# Removing bottle top



## babbybobby (Jan 4, 2010)

I just bought an antique seltzer bottle and need to remove the head for cleaning.  Can anyone tell me how to do this?  I am new to antique bottle world.  Thx.


----------



## RIBottleguy (Jan 4, 2010)

I only have one seltzer with the top, and when I got it I discovered it screwed off into a few parts.  The screw part is between the lower lip of the metal top and the rest of the top.  I have a picture somewhere.  I don't know if that's how all of them were made though.  I'd be careful, it might need a pair of pliers, but they don't mix with bottles well.  Also, it's more difficult to re-assemble.


----------



## blobbottlebob (Jan 4, 2010)

Hey Babby,
 Welcome.
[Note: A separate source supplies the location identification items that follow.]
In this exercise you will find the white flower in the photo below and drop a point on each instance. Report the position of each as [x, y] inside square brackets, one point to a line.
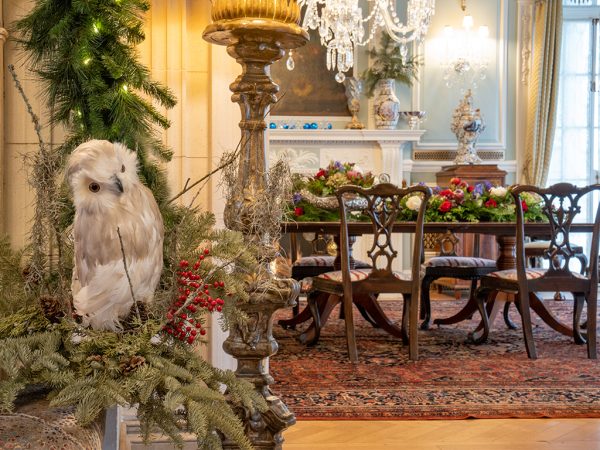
[499, 191]
[414, 202]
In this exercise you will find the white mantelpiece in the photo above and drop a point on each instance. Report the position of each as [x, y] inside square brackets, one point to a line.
[376, 150]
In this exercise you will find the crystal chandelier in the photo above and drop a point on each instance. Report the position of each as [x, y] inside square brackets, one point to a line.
[465, 53]
[342, 26]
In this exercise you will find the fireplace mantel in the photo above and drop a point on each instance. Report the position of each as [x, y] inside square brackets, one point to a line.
[377, 150]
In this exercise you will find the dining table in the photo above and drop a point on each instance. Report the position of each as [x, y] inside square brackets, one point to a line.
[504, 232]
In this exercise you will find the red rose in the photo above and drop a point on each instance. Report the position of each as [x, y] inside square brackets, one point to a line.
[445, 206]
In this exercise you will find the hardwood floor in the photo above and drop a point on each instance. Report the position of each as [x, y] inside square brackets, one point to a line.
[482, 434]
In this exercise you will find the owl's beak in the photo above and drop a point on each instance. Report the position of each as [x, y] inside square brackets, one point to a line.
[118, 184]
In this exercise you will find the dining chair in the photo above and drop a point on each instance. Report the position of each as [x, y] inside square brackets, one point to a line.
[305, 268]
[381, 205]
[562, 203]
[449, 265]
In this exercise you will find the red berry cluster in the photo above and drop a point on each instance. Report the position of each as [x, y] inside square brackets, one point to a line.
[195, 298]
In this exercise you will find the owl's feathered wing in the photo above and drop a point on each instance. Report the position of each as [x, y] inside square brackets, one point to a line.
[101, 291]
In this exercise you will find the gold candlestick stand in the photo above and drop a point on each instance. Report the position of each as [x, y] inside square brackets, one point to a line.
[257, 33]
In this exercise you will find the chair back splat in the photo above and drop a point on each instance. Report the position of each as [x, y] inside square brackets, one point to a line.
[382, 205]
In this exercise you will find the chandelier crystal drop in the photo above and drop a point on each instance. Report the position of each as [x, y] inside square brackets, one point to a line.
[342, 26]
[465, 57]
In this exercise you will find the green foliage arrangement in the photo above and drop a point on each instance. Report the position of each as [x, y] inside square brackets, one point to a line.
[387, 62]
[323, 184]
[84, 53]
[459, 202]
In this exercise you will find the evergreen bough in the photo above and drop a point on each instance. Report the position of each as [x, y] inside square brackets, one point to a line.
[95, 87]
[84, 52]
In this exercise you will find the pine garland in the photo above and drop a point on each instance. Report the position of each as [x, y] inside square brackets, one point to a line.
[174, 388]
[84, 52]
RIB is correct. Usually you can unscrew the top by hand. The way to do it it to hold one hand on the glass of the neck so that your fingers are pressed into the lowest part of the top. Next, turn the part with the spout on it counterclockwise while holding the other part firmly so that it cannot move. I have shown a picture of this and I will hunt it down and post it in a minute.


----------



## blobbottlebob (Jan 4, 2010)

Here's a link to that other thread with pics. Hope this helps!
https://www.antique-bottles.net/forum/m-228008/mpage-1/key-seltzer%252Cbottle/tm.htm#228008

 If you cannot get it off, there is also a specialized tool that you can use. Here's a link to that one.
https://www.antique-bottles.net/forum/m-54990/mpage-1/key-seltzer%252Copen/tm.htm#54990


----------



## babbybobby (Jan 5, 2010)

Thanks guys. I will give those a try. Much appreciated. []


----------